DIT que le premier règlement interviendra à la date anniversaire du plan.
DIT que les créances des classes de parties affectées n° 2 « Créanciers bancaires » seront remboursées à hauteur de 25 % du montant de leurs créances, échues et à échoir, définitivement admises à l’issue de la vérification du passif, en 10 annuités égales, moyennant un abandon du solde de 75%, selon les modalités suivantes :
* 10% du solde de 25 % non abandonné de la 1ère à la 10ème année.
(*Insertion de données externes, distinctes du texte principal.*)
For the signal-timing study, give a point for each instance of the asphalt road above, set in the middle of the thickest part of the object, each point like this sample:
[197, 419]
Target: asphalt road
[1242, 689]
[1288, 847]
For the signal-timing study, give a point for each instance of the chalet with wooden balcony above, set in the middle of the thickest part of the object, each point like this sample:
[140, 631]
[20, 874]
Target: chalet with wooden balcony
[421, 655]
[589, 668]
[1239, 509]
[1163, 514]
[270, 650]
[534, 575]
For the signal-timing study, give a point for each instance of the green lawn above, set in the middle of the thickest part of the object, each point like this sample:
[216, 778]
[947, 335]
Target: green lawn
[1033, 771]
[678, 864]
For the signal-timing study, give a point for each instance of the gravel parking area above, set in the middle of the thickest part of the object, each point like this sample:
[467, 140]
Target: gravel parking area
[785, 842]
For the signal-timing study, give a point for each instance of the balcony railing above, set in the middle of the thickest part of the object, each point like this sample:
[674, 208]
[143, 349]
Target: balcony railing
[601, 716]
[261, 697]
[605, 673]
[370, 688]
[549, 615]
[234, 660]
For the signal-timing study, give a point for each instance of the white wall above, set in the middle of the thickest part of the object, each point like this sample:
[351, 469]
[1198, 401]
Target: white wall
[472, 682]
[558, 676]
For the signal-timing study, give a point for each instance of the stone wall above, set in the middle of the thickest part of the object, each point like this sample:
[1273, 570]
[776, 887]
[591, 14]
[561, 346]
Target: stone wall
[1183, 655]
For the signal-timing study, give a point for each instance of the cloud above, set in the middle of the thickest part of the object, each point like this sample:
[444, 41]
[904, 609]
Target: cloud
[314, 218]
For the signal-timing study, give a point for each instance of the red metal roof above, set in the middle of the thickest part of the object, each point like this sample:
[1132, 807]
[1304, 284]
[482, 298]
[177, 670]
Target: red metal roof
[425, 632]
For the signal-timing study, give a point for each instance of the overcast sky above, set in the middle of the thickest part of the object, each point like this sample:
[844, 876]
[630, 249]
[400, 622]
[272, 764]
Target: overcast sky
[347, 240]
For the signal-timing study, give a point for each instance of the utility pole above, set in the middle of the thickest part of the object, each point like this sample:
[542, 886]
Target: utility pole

Dit que le premier règlement intervenant à la date anniversaire du plan.
DIT que les règlements susvisés seront annuels, les premiers versements intervenant à la date anniversaire du plan.
FIXE la durée du plan de redressement de la SAS BBM jusqu’à l’apurement total du passif à 10 ans selon les modalités précisées ci-dessus.
Dit que les délais d’apurement du passif et les dispositions du plan dont les remises imposées par le Tribunal sont opposables à tous par application des articles L.626-11 et suivants du Code de commerce.
MET FIN à la mission de l’Administrateur Judiciaire.
NOMME la SCP ALPHA MANDATAIRES JUDICIAIRES, représentée par Me [R] [A], demeurant [Adresse 2], en qualité de Commissaire à l’exécution du plan et lui confère tous les pouvoirs nécessaires à l’exercice de sa mission et notamment, faire rapport au Tribunal sur l’exécution des engagements de la débitrice et sur les paiements et répartitions auxquels il a procédé.
MAINTIENT en tant que de besoin la SCP ALPHA MANDATAIRES JUDICIAIRES, représentée par Me [R] [A] dans ses fonctions de Mandataire Judiciaire pendant le temps nécessaire à l’achèvement de la procédure de vérification des créances,
MAINTIENT M. Jean-Pierre CRINELLI, Juge-Commissaire,
PRONONCE l’inaliénabilité du fonds de commerce appartenant à la SAS BBM, exerçant une activité de fabrication industrielle de produits agro-alimentaires, sis [Adresse 1] pendant toute la durée du plan.
ORDONNE qu’il soit procédé par le Greffe de ce Tribunal à toutes les mesures de publicité prévues par les textes en vigueur, nonobstant toute voie de recours et qu’il soit adressé aux autorités mentionnées à l’article R.621-7 du Code de commerce une copie du présent jugement qui fera l’objet des publicités prévues à l’article R.621-8 du même code.
RAPPELLE que le présent jugement est exécutoire de plein droit à titre provisoire conformément à l’article R.661-1 alinéa 1 er du Code de commerce.
ORDONNE l’emploi des dépens en frais privilégiés de redressement judiciaire.
Ainsi jugé et prononcé par mise à disposition au greffe le mercredi 2 avril 2025.
Le jugement est signé par Mme Chantal LENOIR, Présidente d’audience et du délibéré, et Me Fabrice BERNARD, greffier d’audience.